The principle violated here relates to the previously mentioned adage.  
There can be no real democracy in an impoverished land where there exists 
a vastly unequal distribution of what meager wealth exists.

     Having gained power in the first real democratic election is the 
history of his country, Aristide had immediately set about  to carry out 
the mandate given to him by the people.  He tried to restore some measure 
of economic parity to his land.  He took  land from the wealthy church 
establishment to distribute among the poor, and proposed heavy taxes on 
the 500 or so rich families to build schools sorely needed in all the 
provinces.

Naturally the entrenched oligarchy was non-plussed by the whole idea.  Of 
course, wealth equals power and power equals money - money to buy the guns 
and soldiers to dispel Aristide.  It appears democracy is no match for 
unbridled wealth.  And unless Americans are willing to remain with it in 
Haiti until a great deal of economic and social parity is established, 
we're simply  looking  at a repeat of the past.
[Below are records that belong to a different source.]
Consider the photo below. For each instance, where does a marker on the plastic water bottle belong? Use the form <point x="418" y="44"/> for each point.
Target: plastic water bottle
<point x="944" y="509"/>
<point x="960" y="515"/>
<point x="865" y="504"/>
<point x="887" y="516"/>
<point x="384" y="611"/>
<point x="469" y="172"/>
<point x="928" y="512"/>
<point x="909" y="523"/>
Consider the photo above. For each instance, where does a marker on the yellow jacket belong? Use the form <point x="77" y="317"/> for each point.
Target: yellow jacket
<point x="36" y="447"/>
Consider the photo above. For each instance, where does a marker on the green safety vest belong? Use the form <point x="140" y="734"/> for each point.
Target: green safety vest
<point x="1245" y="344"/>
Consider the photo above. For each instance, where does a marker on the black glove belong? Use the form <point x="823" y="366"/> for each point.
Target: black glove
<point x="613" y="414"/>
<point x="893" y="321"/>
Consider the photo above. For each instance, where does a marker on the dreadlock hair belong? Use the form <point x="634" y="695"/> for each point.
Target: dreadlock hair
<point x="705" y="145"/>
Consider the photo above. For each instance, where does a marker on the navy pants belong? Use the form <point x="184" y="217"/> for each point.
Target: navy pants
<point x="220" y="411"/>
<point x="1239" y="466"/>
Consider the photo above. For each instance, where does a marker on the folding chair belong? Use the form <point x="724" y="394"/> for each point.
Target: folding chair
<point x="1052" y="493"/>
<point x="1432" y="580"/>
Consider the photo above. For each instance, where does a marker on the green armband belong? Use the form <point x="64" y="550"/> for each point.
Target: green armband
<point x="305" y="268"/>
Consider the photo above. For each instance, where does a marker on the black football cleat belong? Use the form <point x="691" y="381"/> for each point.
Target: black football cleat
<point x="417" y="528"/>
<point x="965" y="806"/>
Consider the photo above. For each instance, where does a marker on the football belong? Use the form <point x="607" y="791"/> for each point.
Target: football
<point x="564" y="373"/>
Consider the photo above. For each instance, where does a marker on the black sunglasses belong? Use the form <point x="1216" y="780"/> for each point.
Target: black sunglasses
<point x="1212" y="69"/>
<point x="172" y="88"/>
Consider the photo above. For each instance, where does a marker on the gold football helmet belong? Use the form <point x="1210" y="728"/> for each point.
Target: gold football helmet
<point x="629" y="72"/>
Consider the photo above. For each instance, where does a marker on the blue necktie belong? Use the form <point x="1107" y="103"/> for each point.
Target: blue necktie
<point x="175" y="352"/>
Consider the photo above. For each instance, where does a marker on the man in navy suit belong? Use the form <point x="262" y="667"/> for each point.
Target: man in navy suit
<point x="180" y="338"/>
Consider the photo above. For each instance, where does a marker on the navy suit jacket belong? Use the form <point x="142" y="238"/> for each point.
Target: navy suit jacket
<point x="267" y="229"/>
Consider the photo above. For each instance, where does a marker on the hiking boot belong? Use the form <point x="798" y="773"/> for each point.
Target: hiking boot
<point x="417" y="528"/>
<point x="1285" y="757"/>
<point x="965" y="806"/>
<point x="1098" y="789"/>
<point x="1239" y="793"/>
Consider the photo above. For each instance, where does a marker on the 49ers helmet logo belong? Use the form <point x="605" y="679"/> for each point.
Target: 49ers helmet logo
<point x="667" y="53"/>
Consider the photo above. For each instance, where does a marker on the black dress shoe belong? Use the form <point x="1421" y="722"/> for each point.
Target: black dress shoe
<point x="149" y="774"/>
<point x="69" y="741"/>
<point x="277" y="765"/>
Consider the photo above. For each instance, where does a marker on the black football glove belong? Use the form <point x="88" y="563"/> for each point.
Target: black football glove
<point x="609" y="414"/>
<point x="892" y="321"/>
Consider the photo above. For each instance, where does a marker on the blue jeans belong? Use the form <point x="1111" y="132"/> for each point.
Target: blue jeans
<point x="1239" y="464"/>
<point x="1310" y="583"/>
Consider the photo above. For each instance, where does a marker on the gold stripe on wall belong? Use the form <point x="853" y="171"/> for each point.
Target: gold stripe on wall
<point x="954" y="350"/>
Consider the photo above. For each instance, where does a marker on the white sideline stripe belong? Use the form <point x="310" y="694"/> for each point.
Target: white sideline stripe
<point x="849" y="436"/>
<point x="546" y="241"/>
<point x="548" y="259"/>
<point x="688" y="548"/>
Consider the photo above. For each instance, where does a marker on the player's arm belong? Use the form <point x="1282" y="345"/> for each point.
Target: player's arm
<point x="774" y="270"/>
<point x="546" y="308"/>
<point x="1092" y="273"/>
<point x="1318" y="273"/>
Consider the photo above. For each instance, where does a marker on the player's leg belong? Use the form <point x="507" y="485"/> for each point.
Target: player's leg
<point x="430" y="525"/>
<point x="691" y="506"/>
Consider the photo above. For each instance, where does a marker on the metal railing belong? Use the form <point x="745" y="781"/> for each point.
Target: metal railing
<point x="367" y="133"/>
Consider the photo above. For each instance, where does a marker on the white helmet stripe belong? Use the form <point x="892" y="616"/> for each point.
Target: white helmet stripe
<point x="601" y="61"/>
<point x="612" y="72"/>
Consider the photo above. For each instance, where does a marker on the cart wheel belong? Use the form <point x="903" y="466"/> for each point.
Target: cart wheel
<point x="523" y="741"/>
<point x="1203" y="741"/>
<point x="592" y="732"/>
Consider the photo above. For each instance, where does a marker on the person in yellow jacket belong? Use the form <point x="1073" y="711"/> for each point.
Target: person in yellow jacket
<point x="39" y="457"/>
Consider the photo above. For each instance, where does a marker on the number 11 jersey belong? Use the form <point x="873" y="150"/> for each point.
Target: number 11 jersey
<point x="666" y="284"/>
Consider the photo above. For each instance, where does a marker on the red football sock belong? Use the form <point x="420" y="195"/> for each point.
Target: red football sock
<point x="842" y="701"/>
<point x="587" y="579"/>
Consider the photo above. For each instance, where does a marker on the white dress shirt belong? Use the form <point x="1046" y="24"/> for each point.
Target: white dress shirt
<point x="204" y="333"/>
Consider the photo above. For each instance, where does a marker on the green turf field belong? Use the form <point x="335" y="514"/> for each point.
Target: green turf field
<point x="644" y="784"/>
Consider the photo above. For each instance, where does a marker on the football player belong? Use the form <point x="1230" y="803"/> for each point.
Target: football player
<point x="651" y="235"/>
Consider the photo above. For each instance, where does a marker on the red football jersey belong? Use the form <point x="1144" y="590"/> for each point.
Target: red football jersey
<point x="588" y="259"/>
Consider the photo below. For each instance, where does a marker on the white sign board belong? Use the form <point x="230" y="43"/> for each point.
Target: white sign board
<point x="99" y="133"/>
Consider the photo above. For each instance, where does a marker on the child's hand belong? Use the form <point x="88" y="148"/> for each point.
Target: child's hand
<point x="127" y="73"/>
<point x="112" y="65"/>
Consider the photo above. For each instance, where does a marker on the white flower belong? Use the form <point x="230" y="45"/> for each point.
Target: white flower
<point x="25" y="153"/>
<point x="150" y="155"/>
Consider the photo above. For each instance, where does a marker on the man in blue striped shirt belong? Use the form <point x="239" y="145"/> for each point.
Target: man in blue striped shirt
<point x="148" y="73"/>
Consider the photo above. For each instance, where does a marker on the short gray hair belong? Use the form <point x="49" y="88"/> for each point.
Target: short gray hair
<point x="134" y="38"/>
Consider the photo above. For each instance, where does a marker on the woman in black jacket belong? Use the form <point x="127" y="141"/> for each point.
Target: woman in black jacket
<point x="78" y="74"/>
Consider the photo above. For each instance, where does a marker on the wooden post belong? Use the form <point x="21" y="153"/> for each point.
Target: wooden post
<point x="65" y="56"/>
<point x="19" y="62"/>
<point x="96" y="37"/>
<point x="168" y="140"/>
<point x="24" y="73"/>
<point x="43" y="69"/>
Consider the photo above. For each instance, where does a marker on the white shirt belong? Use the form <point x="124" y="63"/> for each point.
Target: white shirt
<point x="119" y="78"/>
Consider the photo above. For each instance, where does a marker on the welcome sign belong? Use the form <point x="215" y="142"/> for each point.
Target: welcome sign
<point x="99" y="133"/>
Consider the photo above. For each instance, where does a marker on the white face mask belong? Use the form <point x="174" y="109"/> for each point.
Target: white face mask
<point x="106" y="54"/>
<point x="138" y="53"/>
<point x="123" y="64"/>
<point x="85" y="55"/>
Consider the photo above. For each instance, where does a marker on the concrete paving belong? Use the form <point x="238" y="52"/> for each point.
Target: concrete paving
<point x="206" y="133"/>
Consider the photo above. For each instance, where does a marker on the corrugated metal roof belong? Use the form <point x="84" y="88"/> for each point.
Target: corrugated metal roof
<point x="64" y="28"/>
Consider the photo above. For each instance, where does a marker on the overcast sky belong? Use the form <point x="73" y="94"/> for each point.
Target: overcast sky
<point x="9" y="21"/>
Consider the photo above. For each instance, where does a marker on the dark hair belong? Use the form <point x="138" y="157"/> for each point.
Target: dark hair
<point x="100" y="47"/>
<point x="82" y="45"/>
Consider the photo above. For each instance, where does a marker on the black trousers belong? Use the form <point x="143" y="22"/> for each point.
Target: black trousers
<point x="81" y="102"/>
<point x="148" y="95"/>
     If we take a more in depth view of the Haitian crisis, we may detect 
a microcosmic picture of the overall malaise which envelopes the world of 
the 90's, including the dilemma of democracy.  Alexis De Toqueville, a 
famous  French writer, upon touring the fledgling United States in the 
1840's, questioned whether the affairs of state could be successfully 
handled with power placed in the hands of the majority which consisted 
of comparatively uneducated masses, rather than the more capable 
intelligentsia. (Echoes of Plato several thousand years earlier)  There 
may have been some validity to De Toqueville's point.  However, Karl Marx,
a few years later may have been even closer to the point!  He seemed to 
feel that economic parity was the prime ingredient to the successful 
working of democracy.  Indeed, it may be readily observed that throughout 
the world there is a correlation between the economic status and the level 
of democracy operating in most countries.
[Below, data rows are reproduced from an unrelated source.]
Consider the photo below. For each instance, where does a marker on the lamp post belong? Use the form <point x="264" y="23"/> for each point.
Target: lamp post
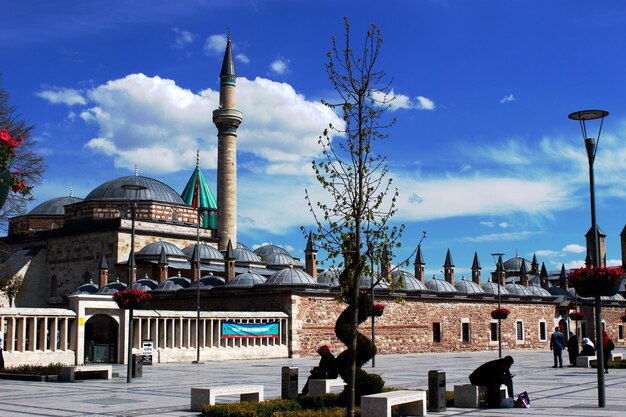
<point x="591" y="146"/>
<point x="196" y="260"/>
<point x="131" y="275"/>
<point x="497" y="257"/>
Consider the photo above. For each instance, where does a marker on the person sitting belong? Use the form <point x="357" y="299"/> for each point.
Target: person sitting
<point x="327" y="368"/>
<point x="491" y="375"/>
<point x="588" y="348"/>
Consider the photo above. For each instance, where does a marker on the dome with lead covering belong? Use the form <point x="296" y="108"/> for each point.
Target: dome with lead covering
<point x="155" y="191"/>
<point x="54" y="207"/>
<point x="291" y="276"/>
<point x="246" y="280"/>
<point x="440" y="286"/>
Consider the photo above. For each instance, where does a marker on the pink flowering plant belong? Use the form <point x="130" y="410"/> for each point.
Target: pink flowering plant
<point x="7" y="154"/>
<point x="500" y="313"/>
<point x="128" y="299"/>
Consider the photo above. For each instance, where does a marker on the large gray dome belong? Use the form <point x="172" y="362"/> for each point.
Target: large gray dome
<point x="155" y="191"/>
<point x="55" y="206"/>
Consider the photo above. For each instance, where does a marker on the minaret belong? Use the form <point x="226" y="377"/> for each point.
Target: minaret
<point x="476" y="278"/>
<point x="227" y="119"/>
<point x="448" y="268"/>
<point x="419" y="264"/>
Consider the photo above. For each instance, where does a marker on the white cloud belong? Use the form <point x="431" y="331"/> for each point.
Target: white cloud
<point x="401" y="101"/>
<point x="507" y="99"/>
<point x="68" y="96"/>
<point x="280" y="66"/>
<point x="215" y="44"/>
<point x="153" y="121"/>
<point x="574" y="248"/>
<point x="183" y="38"/>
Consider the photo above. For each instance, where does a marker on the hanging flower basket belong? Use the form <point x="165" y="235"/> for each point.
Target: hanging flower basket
<point x="577" y="315"/>
<point x="500" y="313"/>
<point x="378" y="309"/>
<point x="594" y="281"/>
<point x="131" y="299"/>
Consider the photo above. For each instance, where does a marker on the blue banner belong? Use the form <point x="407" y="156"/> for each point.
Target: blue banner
<point x="231" y="329"/>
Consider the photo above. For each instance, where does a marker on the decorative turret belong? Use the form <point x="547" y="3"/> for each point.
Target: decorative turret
<point x="419" y="264"/>
<point x="103" y="269"/>
<point x="448" y="268"/>
<point x="229" y="263"/>
<point x="227" y="119"/>
<point x="310" y="257"/>
<point x="601" y="245"/>
<point x="476" y="270"/>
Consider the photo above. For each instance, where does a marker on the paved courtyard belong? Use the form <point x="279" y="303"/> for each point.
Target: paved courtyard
<point x="164" y="389"/>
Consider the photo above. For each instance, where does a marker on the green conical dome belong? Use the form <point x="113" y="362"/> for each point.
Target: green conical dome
<point x="197" y="193"/>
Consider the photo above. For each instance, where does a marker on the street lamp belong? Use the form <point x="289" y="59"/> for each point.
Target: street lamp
<point x="497" y="258"/>
<point x="591" y="145"/>
<point x="131" y="275"/>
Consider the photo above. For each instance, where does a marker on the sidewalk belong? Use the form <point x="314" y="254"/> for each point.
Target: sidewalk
<point x="164" y="389"/>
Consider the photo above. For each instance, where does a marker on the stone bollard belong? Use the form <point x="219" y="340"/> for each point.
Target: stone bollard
<point x="436" y="391"/>
<point x="289" y="383"/>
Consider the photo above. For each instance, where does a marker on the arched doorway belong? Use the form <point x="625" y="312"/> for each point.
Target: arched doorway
<point x="101" y="339"/>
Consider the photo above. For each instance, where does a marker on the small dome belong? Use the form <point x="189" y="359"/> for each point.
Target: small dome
<point x="516" y="289"/>
<point x="87" y="288"/>
<point x="439" y="286"/>
<point x="153" y="250"/>
<point x="246" y="256"/>
<point x="278" y="260"/>
<point x="410" y="282"/>
<point x="209" y="281"/>
<point x="514" y="265"/>
<point x="155" y="191"/>
<point x="174" y="284"/>
<point x="207" y="253"/>
<point x="111" y="288"/>
<point x="468" y="287"/>
<point x="538" y="291"/>
<point x="246" y="280"/>
<point x="269" y="249"/>
<point x="329" y="277"/>
<point x="290" y="276"/>
<point x="54" y="207"/>
<point x="492" y="288"/>
<point x="145" y="284"/>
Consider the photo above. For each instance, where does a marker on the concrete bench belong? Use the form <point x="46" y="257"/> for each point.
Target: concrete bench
<point x="319" y="387"/>
<point x="468" y="395"/>
<point x="206" y="395"/>
<point x="69" y="373"/>
<point x="586" y="361"/>
<point x="410" y="403"/>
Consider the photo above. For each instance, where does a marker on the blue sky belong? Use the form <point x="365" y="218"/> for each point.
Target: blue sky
<point x="483" y="153"/>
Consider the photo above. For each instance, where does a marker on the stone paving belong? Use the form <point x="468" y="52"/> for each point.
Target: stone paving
<point x="164" y="389"/>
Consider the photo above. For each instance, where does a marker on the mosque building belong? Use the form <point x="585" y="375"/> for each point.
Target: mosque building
<point x="136" y="231"/>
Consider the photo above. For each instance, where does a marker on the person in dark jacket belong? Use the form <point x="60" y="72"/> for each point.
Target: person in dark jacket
<point x="327" y="368"/>
<point x="588" y="348"/>
<point x="491" y="375"/>
<point x="572" y="348"/>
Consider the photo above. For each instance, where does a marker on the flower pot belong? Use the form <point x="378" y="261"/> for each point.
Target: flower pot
<point x="594" y="287"/>
<point x="5" y="187"/>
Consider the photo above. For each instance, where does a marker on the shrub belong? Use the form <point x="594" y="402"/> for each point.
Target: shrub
<point x="52" y="369"/>
<point x="250" y="409"/>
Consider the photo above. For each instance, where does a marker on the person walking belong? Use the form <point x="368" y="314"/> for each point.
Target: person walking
<point x="557" y="344"/>
<point x="572" y="348"/>
<point x="607" y="348"/>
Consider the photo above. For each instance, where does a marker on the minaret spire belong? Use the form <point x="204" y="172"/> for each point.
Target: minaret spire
<point x="227" y="118"/>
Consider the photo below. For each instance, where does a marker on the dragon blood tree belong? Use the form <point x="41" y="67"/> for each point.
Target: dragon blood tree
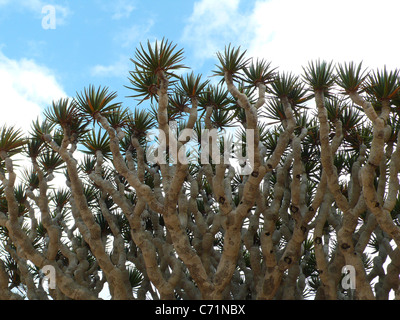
<point x="264" y="185"/>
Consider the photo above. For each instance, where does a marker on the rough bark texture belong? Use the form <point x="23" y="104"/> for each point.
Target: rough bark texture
<point x="320" y="196"/>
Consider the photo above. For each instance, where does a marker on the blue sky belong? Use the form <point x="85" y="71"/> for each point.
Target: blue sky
<point x="94" y="39"/>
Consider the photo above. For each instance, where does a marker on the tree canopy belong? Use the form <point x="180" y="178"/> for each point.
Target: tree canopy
<point x="251" y="184"/>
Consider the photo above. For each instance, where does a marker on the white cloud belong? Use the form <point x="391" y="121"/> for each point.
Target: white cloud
<point x="290" y="33"/>
<point x="26" y="88"/>
<point x="212" y="25"/>
<point x="119" y="68"/>
<point x="129" y="36"/>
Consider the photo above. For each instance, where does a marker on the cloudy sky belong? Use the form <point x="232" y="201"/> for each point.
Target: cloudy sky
<point x="91" y="41"/>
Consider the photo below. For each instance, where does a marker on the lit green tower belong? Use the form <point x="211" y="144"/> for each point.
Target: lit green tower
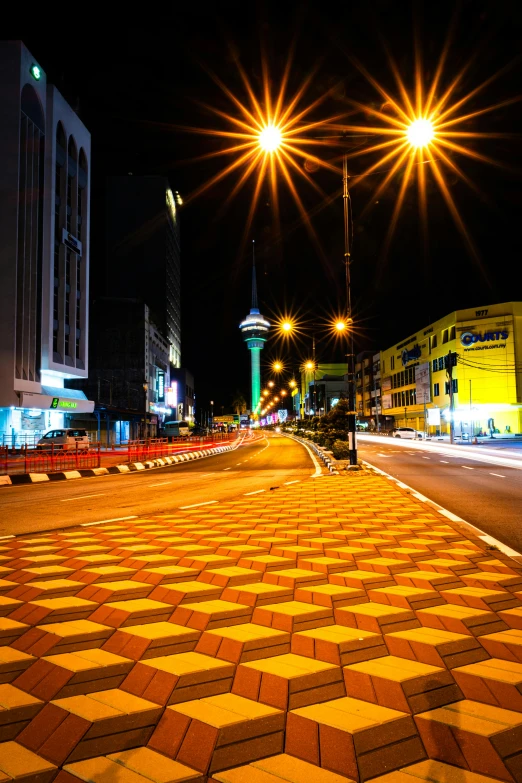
<point x="255" y="330"/>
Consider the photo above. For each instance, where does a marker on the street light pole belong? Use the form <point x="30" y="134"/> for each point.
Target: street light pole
<point x="352" y="437"/>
     The history of Third World countries is replete with experiences 
similar to those experienced by the Haitians.   Whenever any type of 
revolution takes place with the goal of establishing a more equitable 
distribution of wealth between the impoverished and the rich, utilizing 
the well-intentioned establishment of a democratic structure, the outcome 
is generally failure.  This occurs primarily because the freedom of  
action allowable under  the democratic structure enables the more powerful 
rich to buy and bribe their way back to the more advantageous position.  
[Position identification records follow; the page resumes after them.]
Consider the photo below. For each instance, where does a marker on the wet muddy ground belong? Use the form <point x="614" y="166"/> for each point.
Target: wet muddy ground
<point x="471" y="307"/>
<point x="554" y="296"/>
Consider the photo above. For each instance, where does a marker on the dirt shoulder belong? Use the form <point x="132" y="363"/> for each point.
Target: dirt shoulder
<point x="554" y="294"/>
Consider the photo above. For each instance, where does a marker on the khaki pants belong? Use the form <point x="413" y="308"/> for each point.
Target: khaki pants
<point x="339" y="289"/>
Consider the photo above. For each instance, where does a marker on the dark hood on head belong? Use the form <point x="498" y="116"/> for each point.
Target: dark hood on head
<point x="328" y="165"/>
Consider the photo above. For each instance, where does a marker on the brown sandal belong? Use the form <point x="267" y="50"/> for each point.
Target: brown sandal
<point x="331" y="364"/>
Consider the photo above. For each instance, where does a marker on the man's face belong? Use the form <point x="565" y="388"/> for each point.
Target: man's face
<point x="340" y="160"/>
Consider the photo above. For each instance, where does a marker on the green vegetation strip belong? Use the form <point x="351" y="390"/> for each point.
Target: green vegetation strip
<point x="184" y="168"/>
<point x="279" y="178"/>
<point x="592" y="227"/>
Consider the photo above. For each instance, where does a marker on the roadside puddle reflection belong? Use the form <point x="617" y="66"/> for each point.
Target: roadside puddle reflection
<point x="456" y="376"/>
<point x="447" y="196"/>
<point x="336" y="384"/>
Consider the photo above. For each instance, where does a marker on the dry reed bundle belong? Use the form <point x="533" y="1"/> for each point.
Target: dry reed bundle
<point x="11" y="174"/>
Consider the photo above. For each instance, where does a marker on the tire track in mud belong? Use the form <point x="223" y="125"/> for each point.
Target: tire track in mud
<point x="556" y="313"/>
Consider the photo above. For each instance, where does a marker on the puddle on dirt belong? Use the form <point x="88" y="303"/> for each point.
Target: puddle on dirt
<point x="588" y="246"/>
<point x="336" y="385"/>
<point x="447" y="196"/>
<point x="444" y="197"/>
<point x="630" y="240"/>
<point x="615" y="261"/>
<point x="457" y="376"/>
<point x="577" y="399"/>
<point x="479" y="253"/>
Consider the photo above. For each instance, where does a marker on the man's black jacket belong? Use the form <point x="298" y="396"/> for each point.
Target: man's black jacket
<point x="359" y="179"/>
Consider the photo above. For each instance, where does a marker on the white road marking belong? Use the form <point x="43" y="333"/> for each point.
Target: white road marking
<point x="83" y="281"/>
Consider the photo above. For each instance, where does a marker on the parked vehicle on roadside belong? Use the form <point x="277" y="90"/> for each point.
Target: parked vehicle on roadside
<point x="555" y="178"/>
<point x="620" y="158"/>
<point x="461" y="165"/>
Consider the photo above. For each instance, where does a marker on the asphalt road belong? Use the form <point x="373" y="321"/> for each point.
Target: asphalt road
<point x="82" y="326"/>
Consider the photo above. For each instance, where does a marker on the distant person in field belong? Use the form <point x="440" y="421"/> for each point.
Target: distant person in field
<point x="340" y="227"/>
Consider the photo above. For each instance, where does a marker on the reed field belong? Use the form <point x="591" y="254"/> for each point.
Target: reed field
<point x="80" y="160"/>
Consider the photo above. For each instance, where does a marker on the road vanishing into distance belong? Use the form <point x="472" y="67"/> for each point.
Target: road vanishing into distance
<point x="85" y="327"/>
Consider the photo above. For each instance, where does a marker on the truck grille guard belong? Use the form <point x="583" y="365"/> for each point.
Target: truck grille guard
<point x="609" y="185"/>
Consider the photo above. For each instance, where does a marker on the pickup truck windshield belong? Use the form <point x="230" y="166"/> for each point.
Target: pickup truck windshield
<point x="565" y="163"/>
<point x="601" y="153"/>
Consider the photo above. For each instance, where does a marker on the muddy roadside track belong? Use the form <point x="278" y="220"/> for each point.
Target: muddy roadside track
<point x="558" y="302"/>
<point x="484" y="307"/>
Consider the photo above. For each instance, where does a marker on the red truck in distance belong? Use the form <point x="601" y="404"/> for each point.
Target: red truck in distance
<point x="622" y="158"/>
A dictatorship appears almost necessary to establish any measure of 
economic parity.  Of course, if this dictatorship sincerely attempts to 
raise the impoverished to a higher standard of living, it is inevitably 
viewed as a communistic menace by the capitalistic "Free World", which 
then engages in economic embargoes, boycotts, and perhaps even military 
intervention to restore the status quo.  And  if that ensuing dictatorship 
turns out to be simply self-serving, and insincere, (actually unlike the 
recent situation in Haiti) The "Free World" will generally decry the 
absence of democracy, but go on to make profitable industrial deals with 
the powers that rule.  All this, as one can see, bodes ill for the hope
of establishing a world climate of trust and cooperation needed to cope 
with the problem of world survival omnipresent in our future.  In fact, 
one might conclude that unless some concerted effort is made to restore a
measure of economic parity throughout the world, we stand doomed.